Character and density

  • When applying pre-existing NPPF policies regarding planning for optimisation of land and considering minimum density standard policies for housing development, one must now consider that “significant uplifts in the average density of residential development may be inappropriate if the resulting built form would be wholly out of character with the existing area” – a change that was specifically requested by Theresa Villiers MP as a result of a development in her constituency of Chipping Barnet. However, an authority-wide design code that does or will form part of the development plan must provide evidence of when such circumstances might arise. A differently worded version of this policy was proposed in the consultation, as a potential adverse impact of planning to meet needs for all uses, within the plan-making presumption in favour of sustainable development. As published it applies specifically to policies for housing and where the development would be wholly out of character, rather than significantly out of character, which was the wording consulted upon.
 

Meeting older people’s housing need

  • Plan-makers must now meet an identified need for housing for older people, including consideration of the type of accommodation likely to be required.
 

Community-led and self-build development

  • The small sites policy has been expanded to require LPA’s policies and decisions to support small sites for community-led development for housing and self-build and custom-build housing to come forward.

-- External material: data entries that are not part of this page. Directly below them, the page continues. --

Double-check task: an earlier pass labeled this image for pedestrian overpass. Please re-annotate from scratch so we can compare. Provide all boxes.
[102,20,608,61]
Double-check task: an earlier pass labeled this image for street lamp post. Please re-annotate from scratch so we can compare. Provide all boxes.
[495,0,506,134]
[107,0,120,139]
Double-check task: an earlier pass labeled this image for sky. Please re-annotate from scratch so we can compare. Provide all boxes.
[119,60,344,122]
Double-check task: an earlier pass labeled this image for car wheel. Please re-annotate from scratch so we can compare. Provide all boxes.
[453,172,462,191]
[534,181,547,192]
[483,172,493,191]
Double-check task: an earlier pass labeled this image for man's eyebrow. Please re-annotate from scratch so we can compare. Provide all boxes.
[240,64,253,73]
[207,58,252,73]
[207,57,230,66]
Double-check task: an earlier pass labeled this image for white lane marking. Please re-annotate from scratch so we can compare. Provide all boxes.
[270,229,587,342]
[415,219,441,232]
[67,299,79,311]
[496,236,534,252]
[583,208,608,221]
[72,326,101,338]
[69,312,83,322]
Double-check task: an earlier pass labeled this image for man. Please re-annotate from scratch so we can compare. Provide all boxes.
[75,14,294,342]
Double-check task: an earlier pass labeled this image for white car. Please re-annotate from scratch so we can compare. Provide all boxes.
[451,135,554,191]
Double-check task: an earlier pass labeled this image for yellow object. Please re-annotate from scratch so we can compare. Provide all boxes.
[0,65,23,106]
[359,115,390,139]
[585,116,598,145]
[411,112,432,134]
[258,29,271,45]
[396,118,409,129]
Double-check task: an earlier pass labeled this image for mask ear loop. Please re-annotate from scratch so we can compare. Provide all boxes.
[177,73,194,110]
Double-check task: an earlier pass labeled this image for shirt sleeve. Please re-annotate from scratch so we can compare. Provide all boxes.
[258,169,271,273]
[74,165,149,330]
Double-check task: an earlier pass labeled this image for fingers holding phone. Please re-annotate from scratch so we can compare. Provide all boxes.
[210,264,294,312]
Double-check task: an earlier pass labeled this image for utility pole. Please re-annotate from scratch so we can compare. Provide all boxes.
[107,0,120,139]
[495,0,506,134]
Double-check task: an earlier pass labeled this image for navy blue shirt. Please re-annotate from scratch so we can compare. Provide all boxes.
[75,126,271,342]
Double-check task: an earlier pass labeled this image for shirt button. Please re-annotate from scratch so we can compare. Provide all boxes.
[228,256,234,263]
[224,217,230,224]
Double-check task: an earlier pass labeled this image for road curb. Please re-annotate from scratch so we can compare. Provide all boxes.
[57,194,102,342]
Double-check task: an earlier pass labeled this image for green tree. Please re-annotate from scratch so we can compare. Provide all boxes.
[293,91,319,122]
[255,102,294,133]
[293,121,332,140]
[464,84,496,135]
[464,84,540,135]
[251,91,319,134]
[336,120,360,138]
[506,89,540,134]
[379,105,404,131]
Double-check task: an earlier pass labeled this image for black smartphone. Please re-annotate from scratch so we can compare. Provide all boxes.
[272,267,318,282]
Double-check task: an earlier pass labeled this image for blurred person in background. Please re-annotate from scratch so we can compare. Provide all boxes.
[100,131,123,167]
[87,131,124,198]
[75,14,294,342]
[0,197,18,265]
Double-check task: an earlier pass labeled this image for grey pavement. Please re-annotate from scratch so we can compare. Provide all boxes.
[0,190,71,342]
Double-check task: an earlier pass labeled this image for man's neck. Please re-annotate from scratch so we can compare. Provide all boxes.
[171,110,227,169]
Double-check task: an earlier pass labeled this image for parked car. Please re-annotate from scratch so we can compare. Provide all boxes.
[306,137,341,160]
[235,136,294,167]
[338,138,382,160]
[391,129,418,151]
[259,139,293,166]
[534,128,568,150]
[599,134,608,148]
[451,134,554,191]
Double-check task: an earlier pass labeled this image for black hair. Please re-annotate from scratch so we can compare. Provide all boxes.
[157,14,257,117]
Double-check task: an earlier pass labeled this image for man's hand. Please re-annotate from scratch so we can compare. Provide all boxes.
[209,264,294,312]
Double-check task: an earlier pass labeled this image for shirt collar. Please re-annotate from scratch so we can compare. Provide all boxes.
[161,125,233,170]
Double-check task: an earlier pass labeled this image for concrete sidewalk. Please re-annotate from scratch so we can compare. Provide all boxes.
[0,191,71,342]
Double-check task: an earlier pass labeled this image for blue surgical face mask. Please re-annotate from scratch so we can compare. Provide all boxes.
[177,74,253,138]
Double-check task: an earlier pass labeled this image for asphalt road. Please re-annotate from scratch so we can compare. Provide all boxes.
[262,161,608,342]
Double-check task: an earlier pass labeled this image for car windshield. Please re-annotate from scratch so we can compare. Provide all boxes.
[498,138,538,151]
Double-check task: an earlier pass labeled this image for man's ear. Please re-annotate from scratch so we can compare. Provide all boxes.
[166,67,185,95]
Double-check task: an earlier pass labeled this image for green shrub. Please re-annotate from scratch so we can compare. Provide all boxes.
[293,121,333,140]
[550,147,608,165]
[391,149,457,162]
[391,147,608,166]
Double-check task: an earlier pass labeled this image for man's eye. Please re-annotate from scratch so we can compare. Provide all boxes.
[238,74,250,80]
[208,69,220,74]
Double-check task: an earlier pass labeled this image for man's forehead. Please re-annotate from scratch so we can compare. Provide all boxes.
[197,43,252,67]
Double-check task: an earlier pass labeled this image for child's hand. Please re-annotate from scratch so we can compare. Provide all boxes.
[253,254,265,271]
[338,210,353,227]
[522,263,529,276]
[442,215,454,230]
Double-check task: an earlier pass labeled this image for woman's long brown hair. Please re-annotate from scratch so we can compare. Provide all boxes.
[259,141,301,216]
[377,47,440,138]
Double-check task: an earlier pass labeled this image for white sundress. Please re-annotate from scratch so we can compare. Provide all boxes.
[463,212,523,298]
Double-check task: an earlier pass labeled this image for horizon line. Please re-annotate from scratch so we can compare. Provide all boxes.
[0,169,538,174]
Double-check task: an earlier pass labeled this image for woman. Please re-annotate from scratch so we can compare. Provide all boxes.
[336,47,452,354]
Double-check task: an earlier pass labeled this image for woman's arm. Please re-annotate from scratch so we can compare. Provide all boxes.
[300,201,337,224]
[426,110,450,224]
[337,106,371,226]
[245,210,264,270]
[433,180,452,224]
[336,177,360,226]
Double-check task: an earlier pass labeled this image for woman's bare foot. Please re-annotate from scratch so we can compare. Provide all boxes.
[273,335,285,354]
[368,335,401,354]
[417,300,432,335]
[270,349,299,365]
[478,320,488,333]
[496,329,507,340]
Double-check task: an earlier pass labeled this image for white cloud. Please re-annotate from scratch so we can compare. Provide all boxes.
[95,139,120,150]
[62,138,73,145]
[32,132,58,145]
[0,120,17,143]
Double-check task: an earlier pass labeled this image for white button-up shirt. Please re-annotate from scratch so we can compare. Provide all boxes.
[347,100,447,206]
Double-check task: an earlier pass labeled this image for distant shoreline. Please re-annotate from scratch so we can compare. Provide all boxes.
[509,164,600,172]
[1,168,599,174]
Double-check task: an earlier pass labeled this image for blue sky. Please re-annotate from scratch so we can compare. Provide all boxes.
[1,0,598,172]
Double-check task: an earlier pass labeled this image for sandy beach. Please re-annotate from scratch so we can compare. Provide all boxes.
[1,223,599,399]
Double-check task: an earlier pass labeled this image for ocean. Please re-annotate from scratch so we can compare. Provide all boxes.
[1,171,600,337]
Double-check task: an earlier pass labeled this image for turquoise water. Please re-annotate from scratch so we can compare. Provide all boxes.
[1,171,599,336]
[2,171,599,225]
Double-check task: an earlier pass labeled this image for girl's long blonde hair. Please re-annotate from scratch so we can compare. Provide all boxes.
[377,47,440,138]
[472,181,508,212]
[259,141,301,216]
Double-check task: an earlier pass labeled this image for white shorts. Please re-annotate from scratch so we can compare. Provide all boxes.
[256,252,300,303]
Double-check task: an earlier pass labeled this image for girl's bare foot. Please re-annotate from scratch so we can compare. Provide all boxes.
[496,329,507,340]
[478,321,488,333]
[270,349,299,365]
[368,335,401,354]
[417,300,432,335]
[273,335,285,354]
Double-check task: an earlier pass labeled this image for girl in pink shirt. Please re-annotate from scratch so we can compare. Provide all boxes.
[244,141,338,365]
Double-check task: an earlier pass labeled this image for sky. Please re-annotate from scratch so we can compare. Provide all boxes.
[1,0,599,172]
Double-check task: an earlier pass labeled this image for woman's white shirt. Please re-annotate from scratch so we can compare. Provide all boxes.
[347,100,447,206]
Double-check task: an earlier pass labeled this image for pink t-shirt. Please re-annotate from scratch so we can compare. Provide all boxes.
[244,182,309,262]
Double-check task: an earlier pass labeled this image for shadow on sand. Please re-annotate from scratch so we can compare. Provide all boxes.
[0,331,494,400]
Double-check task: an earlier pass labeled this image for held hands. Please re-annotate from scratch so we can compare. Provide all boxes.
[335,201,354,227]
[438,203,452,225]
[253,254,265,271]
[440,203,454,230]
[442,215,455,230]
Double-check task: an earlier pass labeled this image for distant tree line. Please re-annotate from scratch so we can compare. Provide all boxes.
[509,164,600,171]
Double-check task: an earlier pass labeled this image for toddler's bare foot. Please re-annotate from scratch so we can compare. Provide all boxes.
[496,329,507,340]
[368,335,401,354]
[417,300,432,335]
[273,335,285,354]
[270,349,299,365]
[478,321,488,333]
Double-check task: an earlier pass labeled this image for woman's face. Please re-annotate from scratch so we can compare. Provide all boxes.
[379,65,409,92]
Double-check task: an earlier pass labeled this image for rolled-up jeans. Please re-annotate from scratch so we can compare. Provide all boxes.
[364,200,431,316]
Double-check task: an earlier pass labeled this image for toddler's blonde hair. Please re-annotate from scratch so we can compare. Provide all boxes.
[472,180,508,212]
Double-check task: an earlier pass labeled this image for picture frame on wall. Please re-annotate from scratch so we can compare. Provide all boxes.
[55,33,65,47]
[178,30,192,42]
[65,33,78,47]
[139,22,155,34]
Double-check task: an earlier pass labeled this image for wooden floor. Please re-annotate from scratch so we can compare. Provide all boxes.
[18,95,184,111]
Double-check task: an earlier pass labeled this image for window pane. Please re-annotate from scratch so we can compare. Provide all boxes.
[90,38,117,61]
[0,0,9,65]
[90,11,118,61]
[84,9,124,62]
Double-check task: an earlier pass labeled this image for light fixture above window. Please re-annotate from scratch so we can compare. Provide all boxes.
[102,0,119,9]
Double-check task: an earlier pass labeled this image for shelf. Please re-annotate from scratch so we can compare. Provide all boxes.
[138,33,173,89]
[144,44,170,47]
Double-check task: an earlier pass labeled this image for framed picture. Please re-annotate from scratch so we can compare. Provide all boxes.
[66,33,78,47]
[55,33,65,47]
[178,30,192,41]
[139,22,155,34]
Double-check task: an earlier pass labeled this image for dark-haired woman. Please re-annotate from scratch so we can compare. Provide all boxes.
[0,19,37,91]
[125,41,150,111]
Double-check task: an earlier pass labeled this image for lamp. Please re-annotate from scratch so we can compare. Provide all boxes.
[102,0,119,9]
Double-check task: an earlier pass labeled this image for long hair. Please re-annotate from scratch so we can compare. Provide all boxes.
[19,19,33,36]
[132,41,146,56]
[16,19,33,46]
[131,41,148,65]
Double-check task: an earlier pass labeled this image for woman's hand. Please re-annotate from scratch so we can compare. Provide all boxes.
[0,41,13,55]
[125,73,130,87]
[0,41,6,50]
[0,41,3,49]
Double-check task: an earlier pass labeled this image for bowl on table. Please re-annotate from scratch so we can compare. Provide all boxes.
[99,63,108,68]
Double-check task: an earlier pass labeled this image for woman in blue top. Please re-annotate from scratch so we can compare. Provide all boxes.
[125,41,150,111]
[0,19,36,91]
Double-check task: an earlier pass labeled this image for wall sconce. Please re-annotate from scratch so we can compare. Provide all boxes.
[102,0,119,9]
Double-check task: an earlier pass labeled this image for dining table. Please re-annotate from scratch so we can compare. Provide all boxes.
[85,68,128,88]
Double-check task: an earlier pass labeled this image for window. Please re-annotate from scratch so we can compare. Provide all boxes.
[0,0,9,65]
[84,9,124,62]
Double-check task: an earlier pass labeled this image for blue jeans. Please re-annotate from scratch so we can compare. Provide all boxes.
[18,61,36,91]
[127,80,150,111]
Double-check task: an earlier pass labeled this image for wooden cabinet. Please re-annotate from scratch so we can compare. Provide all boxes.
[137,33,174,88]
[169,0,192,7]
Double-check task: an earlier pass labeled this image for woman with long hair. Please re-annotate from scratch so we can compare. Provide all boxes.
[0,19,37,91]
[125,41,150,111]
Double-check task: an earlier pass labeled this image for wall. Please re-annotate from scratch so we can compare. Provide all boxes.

Other policies have been amended to encourage community-led housing development.
 

Taking over-delivery into account in housing requirements

It was proposed that LPAs would be able to take past ‘over-delivery’ of housing into account when establishing housing requirements. The Government has decided not to proceed with this approach, due to the risk of double counting homes when using the standard method and because questions were raised in the consultation over needing to also consider ‘under-delivery’.
The Housing Minister told Parliament “we have chosen not to take forward the over-supply point at this time, but we are open to looking at it and reviewing it in the future”.
 

Conclusion

As with the other December 2023 planning announcements, the focus is intentionally on planning for housing. Many of the seemingly small tweaks will have huge implications and others may lead to significant debate.